Caralla’s role in the Jackets’ extended offseason goes far deeper than workout planner, though. By NCAA rules instituted for the shutdown of its member schools’ sports programs, workouts are not mandatory. Further, being physically isolated, there are no teammates to engage in a tug-of-war or to encourage them through a squat set. If a player takes two hours to do a workout meant to be completed in an hour, or dials back on the reps, no one’s the wiser.
In this environment, the teams that are most driven and have the highest player-to-player accountability will return to campus with the athletes who have retained the most strength-and-conditioning base and will be most prepared to start the season.
“There’s no excuse,” Curry said. “We may not have weights, but there’s different stuff that we can do to increase size and increase speed and all that stuff.”
Caralla’s belief is that coach Geoff Collins’ team stands to profit amid this decentralization because of its culture and connection, which Caralla himself helped create.

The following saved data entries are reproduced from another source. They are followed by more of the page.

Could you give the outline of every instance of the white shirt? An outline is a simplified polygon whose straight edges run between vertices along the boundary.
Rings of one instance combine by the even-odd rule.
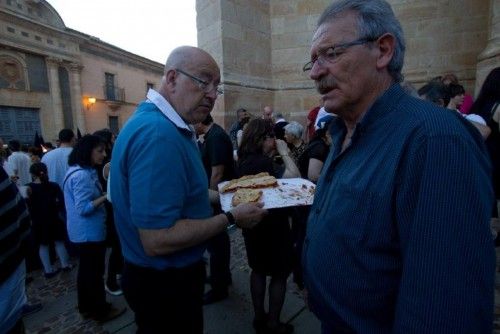
[[[7,159],[10,175],[19,177],[18,186],[24,186],[31,182],[30,166],[31,159],[23,152],[13,152]]]
[[[331,115],[328,111],[325,110],[325,107],[321,107],[321,109],[318,111],[318,115],[316,116],[316,120],[314,121],[314,129],[318,130],[318,122],[320,119],[322,119],[325,116]]]
[[[196,132],[193,126],[184,122],[182,117],[174,110],[174,107],[160,93],[154,89],[149,89],[146,97],[148,98],[146,102],[156,105],[176,127],[191,131],[193,141],[196,143]]]
[[[482,118],[479,115],[476,115],[476,114],[464,115],[464,114],[462,114],[462,116],[464,116],[465,119],[468,120],[468,121],[470,121],[470,122],[475,122],[475,123],[479,123],[479,124],[482,124],[482,125],[486,125],[486,121],[484,120],[484,118]]]
[[[69,168],[68,157],[71,151],[73,151],[72,147],[59,147],[45,153],[42,157],[42,162],[47,166],[49,180],[57,183],[61,189]]]

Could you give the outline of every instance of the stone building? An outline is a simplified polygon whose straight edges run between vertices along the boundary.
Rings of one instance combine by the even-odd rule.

“I think it’s a huge opportunity,” Caralla told the AJC. “I look at it with optimism. No team has an advantage on us. No facility’s better, no nutrition budget’s better. Nothing. So we’ve got a full advantage, and we are very proactive about it, constantly engaging with our players.”
Caralla was among Collins’ first hires in December 2018, arriving from Buffalo of the MAC. (He had worked at Tech as an assistant strength-and-conditioning coach in 2010-11.) His expertise, passion and relentlessly upbeat personality have yielded strength gains and won him the loyalty from across the roster.
Caralla sends the team workouts every week along with a daily message of motivation, many of which are posted to Twitter. The influence that he built up in a year has enabled him to hold sway.
“We’re not with him, but it’s almost like we still are because he’s giving us his daily message, and we’re texting with him every day, and he’s keeping up with us,” Curry said. “We’re making the best out of it.”
The workouts incorporate strength, conditioning, speed, agility and position-specific drills. Aside from his navy Georgia Tech backpack, Caralla has demonstrated exercises using a chair, a tree trunk and picnic tables and one’s own body weight.
“It’s a good hour,” Caralla said of the strength workouts. “I give them a lot of reps because I know there’s no weight. If they’re really doing it, they’re very sore, because it’s a lot.”
Curry has an advantage in having some weight equipment at his family’s home in Buford, as well as the use of a neighbor’s small turf field to use for agility drills. He believes his strength has held.
“You can use the streets (for speed workouts), for all it matters,” he said. “But I will definitely be back like before I left and hopefully better.”
Being included on each position group’s text chains has permitted Caralla an insight into the sort of camaraderie and player-to-player accountability that has connected the Jackets at a time of physical isolation.
Caralla can tell you, for instance, that one of the defensive tackles drew up and shared a daily schedule with his fellow linemates – when to wake up, eat, study and work out, among other tasks. The offensive linemen text photos of themselves making their beds every morning.
“It’s just a little detail that kind of sets the tone for their day, and they get going,” he said.
It’s communication like this – as well as texts he gets from individual players – that lead Caralla to believe that, even though workouts are not mandatory, his players are sticking to his regimen and keeping tabs on one another.
“I don’t know if they’re following my exact plan, but I do know they’re working because the group texts alone are pretty much holding people accountable,” he said. “I just think they would feel awkward if they weren’t.”
Curry, a team captain for the 2019 season, is among the standard setters. He said that he talks with all of the other linebackers daily and reaches out to younger players in different position groups.
“You just stay connected, trying to act like we’re there when we’re not there,” Curry said.
As is the case with many, Caralla has enjoyed the social-distancing life. He has been sheltered at his East Cobb home with wife Lori and children Marshall (6), Ali (4) and Ava (nine months). Caralla became a minor social-media star with a series of tweets in which he used his children as giggling weightlifting implements, including one in which he held all three as he did lunges in a parking lot.
“I couldn’t believe (the popularity of the tweets),” he said. “I blame it on not having any content right now.”
Ava is learning to walk, Ali just learned to ride her bike and Marshall and his dad compete multiple times daily in basketball games up to 50.
“So a lot of things that I wouldn’t have caught if everything was just back to normal,” he said.
But Caralla does miss his players and the work.
“I do know this,” he said. “If this is how it’s going to be, we have the advantage because we’re good at staying in touch and engaging with our players in a positive way.”